WHAT ARE THE SIGNS OF A RETINAL DETACHMENT?

The most common signs of a retinal detachment are the appearances of new floaters or cobwebs, flashes of light or seeing a curtain or a shade covering part of your vision. Your retina specialist should be contacted as an emergency at the first appearance of these symptoms as the best time to treat a retinal defect is when there is a tear that has not lead to a detachment yet.

 

WHAT ARE THE TREATMENTS FOR A RETINAL DETACHMENT?

There are many different options in the armamentarium of the retina specialist in the treatment of a retinal detachment depending in part on the location of the detachment, the extent of the detachment and the configuration or size of the retinal tear. 

Pneumatic Retinopexy: When a retinal tear that is the culprit of a retinal detachment is found in the superior half of the retina, an in-office procedure can be done in order to treat the detachment. A gas is injected into the eye in order to tamponade the tear and prevent more fluid from going under the retina, thus allowing the body to resorb the remaining fluid from underneath the retina. Laser can then be used to create a scar that will seal the area surrounding the tear in order to prevent fluid from going through the tear. 

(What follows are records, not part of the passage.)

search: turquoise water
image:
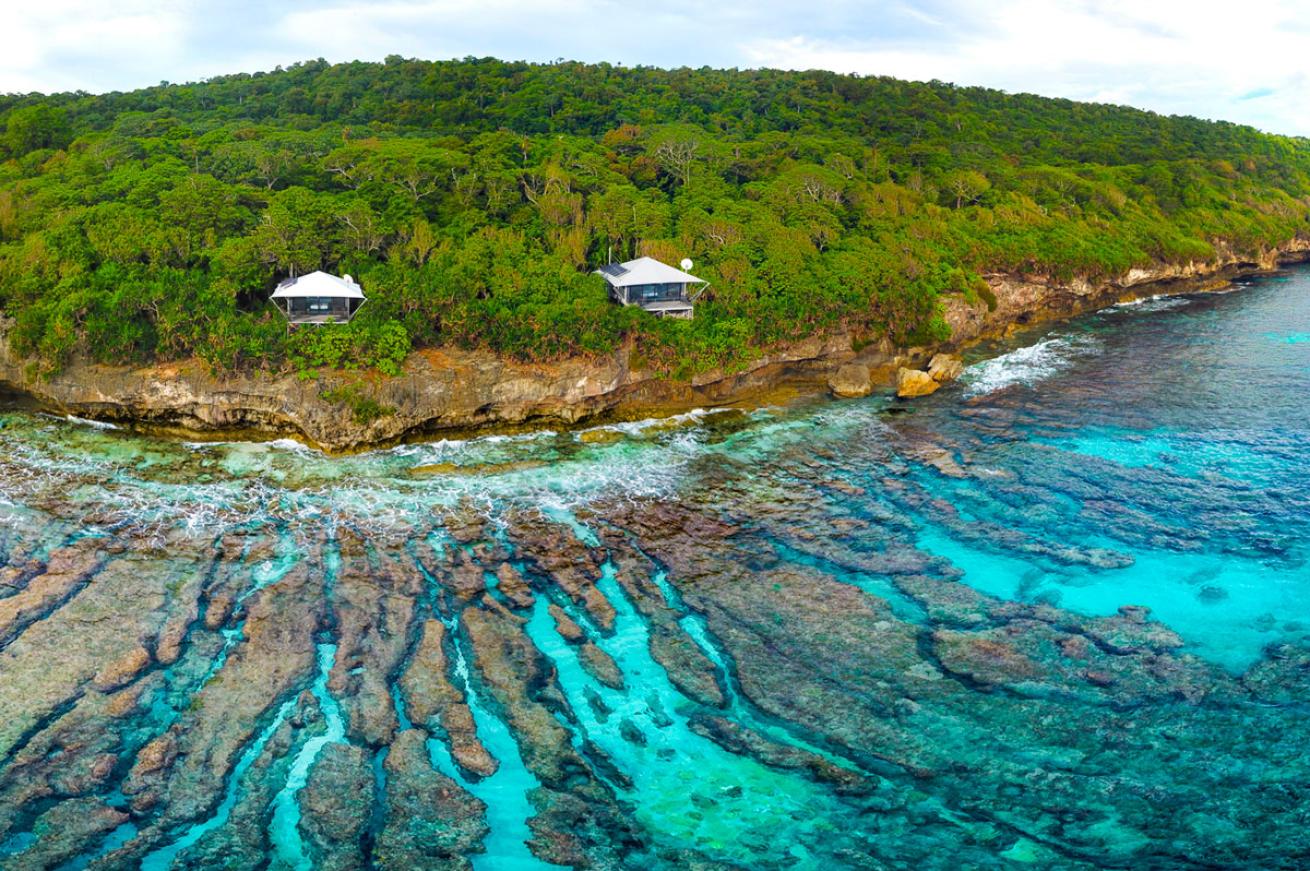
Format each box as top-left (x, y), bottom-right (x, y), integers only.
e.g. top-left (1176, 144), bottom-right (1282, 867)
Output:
top-left (0, 269), bottom-right (1310, 871)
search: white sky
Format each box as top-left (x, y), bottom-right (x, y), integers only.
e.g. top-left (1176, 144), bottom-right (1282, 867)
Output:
top-left (0, 0), bottom-right (1310, 135)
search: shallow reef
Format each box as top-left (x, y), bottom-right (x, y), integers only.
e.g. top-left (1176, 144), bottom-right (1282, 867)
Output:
top-left (0, 271), bottom-right (1310, 871)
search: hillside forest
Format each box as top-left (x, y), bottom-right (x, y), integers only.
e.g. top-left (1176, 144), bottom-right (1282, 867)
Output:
top-left (0, 56), bottom-right (1310, 376)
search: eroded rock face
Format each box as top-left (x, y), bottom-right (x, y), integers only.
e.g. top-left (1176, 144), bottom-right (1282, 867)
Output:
top-left (896, 367), bottom-right (942, 399)
top-left (0, 302), bottom-right (1310, 871)
top-left (0, 238), bottom-right (1310, 451)
top-left (828, 363), bottom-right (874, 398)
top-left (927, 354), bottom-right (964, 384)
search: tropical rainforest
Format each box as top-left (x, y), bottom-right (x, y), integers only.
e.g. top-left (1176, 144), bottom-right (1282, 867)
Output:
top-left (0, 56), bottom-right (1310, 375)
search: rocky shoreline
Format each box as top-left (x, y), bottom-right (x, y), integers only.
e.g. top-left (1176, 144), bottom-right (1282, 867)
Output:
top-left (0, 238), bottom-right (1310, 452)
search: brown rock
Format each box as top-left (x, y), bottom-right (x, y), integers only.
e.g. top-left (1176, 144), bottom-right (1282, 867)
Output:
top-left (828, 363), bottom-right (874, 398)
top-left (92, 647), bottom-right (151, 693)
top-left (495, 562), bottom-right (534, 608)
top-left (896, 367), bottom-right (942, 398)
top-left (401, 620), bottom-right (499, 777)
top-left (927, 354), bottom-right (964, 384)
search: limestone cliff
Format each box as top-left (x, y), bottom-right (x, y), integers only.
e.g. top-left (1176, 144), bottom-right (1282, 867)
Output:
top-left (0, 238), bottom-right (1310, 451)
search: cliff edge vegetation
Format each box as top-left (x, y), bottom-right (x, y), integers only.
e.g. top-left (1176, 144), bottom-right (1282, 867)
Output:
top-left (0, 58), bottom-right (1310, 377)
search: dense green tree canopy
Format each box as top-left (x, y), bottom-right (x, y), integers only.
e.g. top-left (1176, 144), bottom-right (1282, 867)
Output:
top-left (0, 58), bottom-right (1310, 373)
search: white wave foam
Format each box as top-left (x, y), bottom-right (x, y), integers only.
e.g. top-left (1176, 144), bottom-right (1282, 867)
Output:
top-left (960, 335), bottom-right (1100, 397)
top-left (1102, 293), bottom-right (1189, 312)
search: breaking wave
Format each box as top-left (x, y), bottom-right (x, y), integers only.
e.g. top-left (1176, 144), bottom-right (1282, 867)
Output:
top-left (960, 335), bottom-right (1100, 397)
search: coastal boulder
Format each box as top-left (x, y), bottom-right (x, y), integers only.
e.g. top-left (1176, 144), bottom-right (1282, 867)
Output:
top-left (927, 354), bottom-right (964, 384)
top-left (896, 367), bottom-right (942, 399)
top-left (828, 363), bottom-right (874, 398)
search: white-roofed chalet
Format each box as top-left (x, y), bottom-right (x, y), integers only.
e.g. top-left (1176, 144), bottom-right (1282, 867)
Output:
top-left (271, 271), bottom-right (368, 324)
top-left (596, 257), bottom-right (705, 318)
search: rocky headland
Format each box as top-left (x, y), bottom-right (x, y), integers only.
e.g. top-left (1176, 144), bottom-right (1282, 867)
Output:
top-left (0, 238), bottom-right (1310, 452)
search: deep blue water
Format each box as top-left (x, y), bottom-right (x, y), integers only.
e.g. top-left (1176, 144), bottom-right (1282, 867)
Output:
top-left (0, 269), bottom-right (1310, 868)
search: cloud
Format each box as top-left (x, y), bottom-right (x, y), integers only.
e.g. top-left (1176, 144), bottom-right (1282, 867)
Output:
top-left (0, 0), bottom-right (1310, 135)
top-left (744, 0), bottom-right (1310, 135)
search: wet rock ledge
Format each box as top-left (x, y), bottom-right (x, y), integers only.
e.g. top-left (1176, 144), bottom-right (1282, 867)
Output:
top-left (0, 238), bottom-right (1310, 452)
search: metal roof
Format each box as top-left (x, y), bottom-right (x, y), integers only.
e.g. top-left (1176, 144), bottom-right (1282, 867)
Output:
top-left (596, 257), bottom-right (705, 287)
top-left (272, 271), bottom-right (364, 300)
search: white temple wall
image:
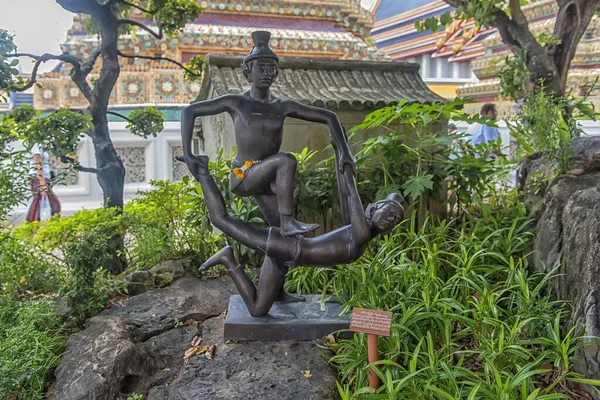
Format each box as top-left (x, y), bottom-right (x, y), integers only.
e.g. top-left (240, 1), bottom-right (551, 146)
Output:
top-left (11, 122), bottom-right (187, 223)
top-left (10, 119), bottom-right (600, 223)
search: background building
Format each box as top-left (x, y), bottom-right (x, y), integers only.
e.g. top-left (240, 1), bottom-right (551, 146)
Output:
top-left (9, 0), bottom-right (394, 219)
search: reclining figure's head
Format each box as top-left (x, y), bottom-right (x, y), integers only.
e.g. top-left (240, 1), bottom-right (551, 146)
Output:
top-left (365, 193), bottom-right (405, 236)
top-left (242, 31), bottom-right (279, 89)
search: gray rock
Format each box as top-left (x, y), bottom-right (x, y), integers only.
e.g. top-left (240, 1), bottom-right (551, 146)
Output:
top-left (534, 137), bottom-right (600, 388)
top-left (125, 271), bottom-right (153, 296)
top-left (148, 259), bottom-right (191, 279)
top-left (50, 277), bottom-right (336, 400)
top-left (147, 316), bottom-right (337, 400)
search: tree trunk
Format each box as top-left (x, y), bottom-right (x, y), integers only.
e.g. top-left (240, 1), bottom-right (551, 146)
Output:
top-left (93, 120), bottom-right (125, 208)
top-left (90, 6), bottom-right (127, 274)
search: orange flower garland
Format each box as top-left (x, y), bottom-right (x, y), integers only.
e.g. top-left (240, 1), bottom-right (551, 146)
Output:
top-left (233, 160), bottom-right (258, 179)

Vitrectomy Surgery: Vitrectomy is the most modern and most common type of surgery done for a retinal detachment. The vitreous gel that is the culprit of the retinal tear in most detachments is removed and the fluid underneath the retina is drained to flatten the retina with the use of gas. Laser is then applied to surround the retinal defects and to strengthen the adhesion of the peripheral retina. Gas is injected into the eye the act as a tamponade while the Laser scars form their adhesions and the retina heals in proper position. Gas stays inside the eye from 6 to 8 weeks in the majority of cases. Certain detachments require the use of an oil (silicone oil) as a tamponade, however silicone oil requires a second surgery to remove the oil.

Scleral Buckle: Prior to the advent of Vitrectomy surgery, scleral buckle was used as the main treatment for retinal detachments. Scleral buckle is still used for certain types of detachments and is beneficial in younger patients as it does not affect the lens of the eye.